Bilan 2023 : les victoires environnementales de l’année

Mobilisation à Montréal lors du Jour de la Terre

Mobilisation à Montréal lors du Jour de la Terre (Photo : Ambre Giovanni / Fondation David Suzuki)

L’année qui vient de s’écouler a été teintée de succès environnementaux, que ce soit à l’échelle du Québec, du Canada ou du monde. Retour en texte et en images sur ces petites et grandes avancées!

Hiver

Au Québec, la Commission sur l’eau, l’environnement, le développement durable et les grands parcs de la Ville de Montréal a émis des recommandations à la suite d’une consultation en lien avec la Feuille de route vers des bâtiments montréalais zéro émission dès 2040. Elles ont été applaudies par des groupes environnementaux québécois, notamment celles qui proposent d’interdire le raccordement de tout nouveau bâtiment au réseau gazier, et de proscrire l’installation de nouveaux appareils, tels que les cuisinières à gaz.

Trois patrouilleuses de l’Effet papillon

Trois patrouilleuses de l’Effet papillon

À travers le Canada cette fois, plus de 600 patrouilleur.euse.s ont rejoint le mouvement l’Effet papillon cette année. Depuis la date de création du projet en 2017, 1 500 bénévoles passionné.e.s ramènent la nature dans leurs quartiers. Grâce à elleux, plus de 106 300 fleurs et plantes indigènes, ainsi que près de 2 900 arbres et arbustes ont été plantés. Au total, près de 7 200 jardins pour les pollinisateurs ont été créés à travers le pays!

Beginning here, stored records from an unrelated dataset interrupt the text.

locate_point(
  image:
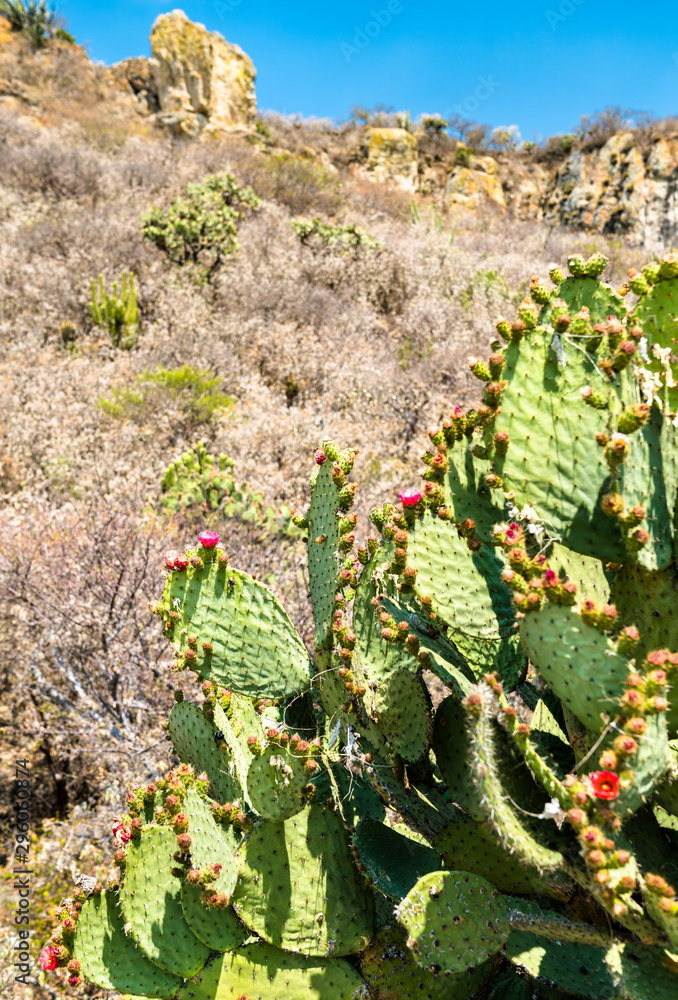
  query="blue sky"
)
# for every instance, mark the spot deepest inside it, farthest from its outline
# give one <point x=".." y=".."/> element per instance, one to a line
<point x="539" y="65"/>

15 jeunes canadien.ne.s ont par ailleurs intenté la poursuite La Rose c. Sa Majesté le Roi en raison de la responsabilité du Canada dans les changements climatiques. En février dernier, les plaignant.e.s et leurs avocat.e.s ont plaidé leur cause devant trois juges de la Cour d’appel fédérale afin d’obtenir un procès. Leur requête a d’ailleurs été approuvée le 14 décembre! Iels demandent au gouvernement canadien d’instaurer un plan de redressement climatique pour réduire les émissions de gaz à effet de serre et décarboner le système énergétique du pays.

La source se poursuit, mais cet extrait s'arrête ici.